Finding the answers are all part of the design process. It’s about sitting down with a customer, building a relationship, learning their taste, and discovering exactly who they are. Often, that also includes uncovering what someone may dislike as well.
Working together can really produce incredibly energy that leaves many of our “Kates” at J Briggs & Co wearing their gorgeous new rings, saying, “I definitely should have done this sooner.”
As your expert explorer at envisioning that perfect new piece, I love creating fine jewelry with good vibes. Come in and share yours with me.
Here is an example of the remounting process I did for a customer:
Various pieces were given by the customer to merge into a re-mount project.
After conversations and exploring their style, I draw sketches of that best capture what the customer is looking for.
A life-like rendering of different angles comes back to show customer what to expect. After any edits are made, a casting mold is then taken.
A gorgeous finished design is born!
With no shortage of stores and independent jewelers to purchase your precious gems and jewelry from, how can you know that who you are working with is truly the professional they say they are?
Here are four tips to tuck away when your jewels are on the table:
1. Pushiness: Have you ever felt the hair on the back of your neck stand up when you enter a jewelry store, like an antelope amongst cheetahs? Many larger stores are commission-driven, with inventory they need to sell right out of the case and quotas to fulfill. If you are leaning toward one-of-a-kind or custom, you may consider switching it up this time. An excellent alternative is to sit down with a trained designer & gemologist to help you bring your jewelry to life instead of settling with a mass-produced piece, often not made in the USA. A salesperson will certainly offer to make your jewelry, but most salespeople are not seasoned designers or certified gemologists!

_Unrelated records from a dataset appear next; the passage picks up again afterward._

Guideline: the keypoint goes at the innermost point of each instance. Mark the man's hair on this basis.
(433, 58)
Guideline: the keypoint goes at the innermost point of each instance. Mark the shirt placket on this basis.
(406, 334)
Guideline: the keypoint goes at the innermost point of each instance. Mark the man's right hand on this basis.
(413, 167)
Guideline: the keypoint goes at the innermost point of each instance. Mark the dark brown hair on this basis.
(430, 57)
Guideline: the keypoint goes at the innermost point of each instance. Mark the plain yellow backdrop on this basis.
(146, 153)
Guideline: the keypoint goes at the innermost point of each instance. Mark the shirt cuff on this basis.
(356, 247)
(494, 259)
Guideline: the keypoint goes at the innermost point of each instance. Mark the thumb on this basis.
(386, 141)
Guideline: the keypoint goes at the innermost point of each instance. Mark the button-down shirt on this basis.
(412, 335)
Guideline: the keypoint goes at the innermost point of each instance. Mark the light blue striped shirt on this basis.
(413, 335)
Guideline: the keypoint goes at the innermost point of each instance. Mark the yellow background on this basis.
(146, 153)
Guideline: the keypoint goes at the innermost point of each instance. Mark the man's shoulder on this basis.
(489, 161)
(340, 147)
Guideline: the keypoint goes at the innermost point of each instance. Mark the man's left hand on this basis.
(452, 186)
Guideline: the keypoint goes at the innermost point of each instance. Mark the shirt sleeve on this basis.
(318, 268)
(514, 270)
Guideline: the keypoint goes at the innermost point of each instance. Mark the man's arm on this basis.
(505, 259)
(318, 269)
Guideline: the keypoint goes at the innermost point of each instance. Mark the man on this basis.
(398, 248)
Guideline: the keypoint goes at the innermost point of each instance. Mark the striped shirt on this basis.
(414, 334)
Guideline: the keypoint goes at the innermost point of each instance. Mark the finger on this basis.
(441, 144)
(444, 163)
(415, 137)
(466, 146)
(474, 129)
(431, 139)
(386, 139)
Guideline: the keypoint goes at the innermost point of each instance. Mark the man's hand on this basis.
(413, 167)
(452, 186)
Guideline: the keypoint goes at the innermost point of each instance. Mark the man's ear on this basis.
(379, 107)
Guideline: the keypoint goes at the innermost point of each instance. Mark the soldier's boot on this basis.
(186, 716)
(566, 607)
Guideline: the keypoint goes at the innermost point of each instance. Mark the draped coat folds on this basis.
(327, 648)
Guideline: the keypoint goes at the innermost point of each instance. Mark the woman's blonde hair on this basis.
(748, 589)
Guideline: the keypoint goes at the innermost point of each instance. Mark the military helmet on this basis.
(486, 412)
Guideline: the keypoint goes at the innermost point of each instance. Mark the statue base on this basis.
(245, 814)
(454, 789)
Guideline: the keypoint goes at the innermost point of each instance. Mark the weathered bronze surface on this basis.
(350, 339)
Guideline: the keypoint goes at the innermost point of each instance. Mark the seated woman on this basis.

2. Full disclosure: When you invest in jewelry, your questions should be answered honestly and accurately. Is your amethyst lab-created or treated? What is the quality of the diamond or gem? Are you leaving with assurance that your jewelry is of the quality that you paid for?
*This is where the gemologist in me has to insert a sidebar. I implore you to take extreme caution if you have your heart set on buying fine jewelry on a cruise or tourist destination outside the US. The standards and regulations that protect the buyer in the US do not apply in many other countries. Despite how fancy the place appears or what the nice salespeople in port will tell you, you most likely are not getting a deal. Even worse, you may be getting something completely different than what you think ~ and the salesperson is not worried because they are pretty sure they will never see you again! And that phone number they give you to (often a US number), is just another sales tactic.
Okay, back to our regularly scheduled programming…
3. Stone-switching: When you take your beautiful diamond engagement ring to be cleaned — the one that your husband carefully chose for you and put on your finger on your wedding day — are you comfortable leaving it to chance that your stone will be the one returned to you? It happens. We want to assume the best in everyone, but when you hear the story of a disreputable jeweler, it gives the industry a bad rap. Take some time to get to know the character of the person you are working with.
4. Expertly Trained: What makes your jeweler an expert? Look for — and ask for — signs of certification of their industry experience to feel comfortable that this isn’t just another career stop. Working with a designer who is an artist over just a one-stop-shop can produce a truly exquisite piece that will become heirloom jewelry to enjoy for years to come.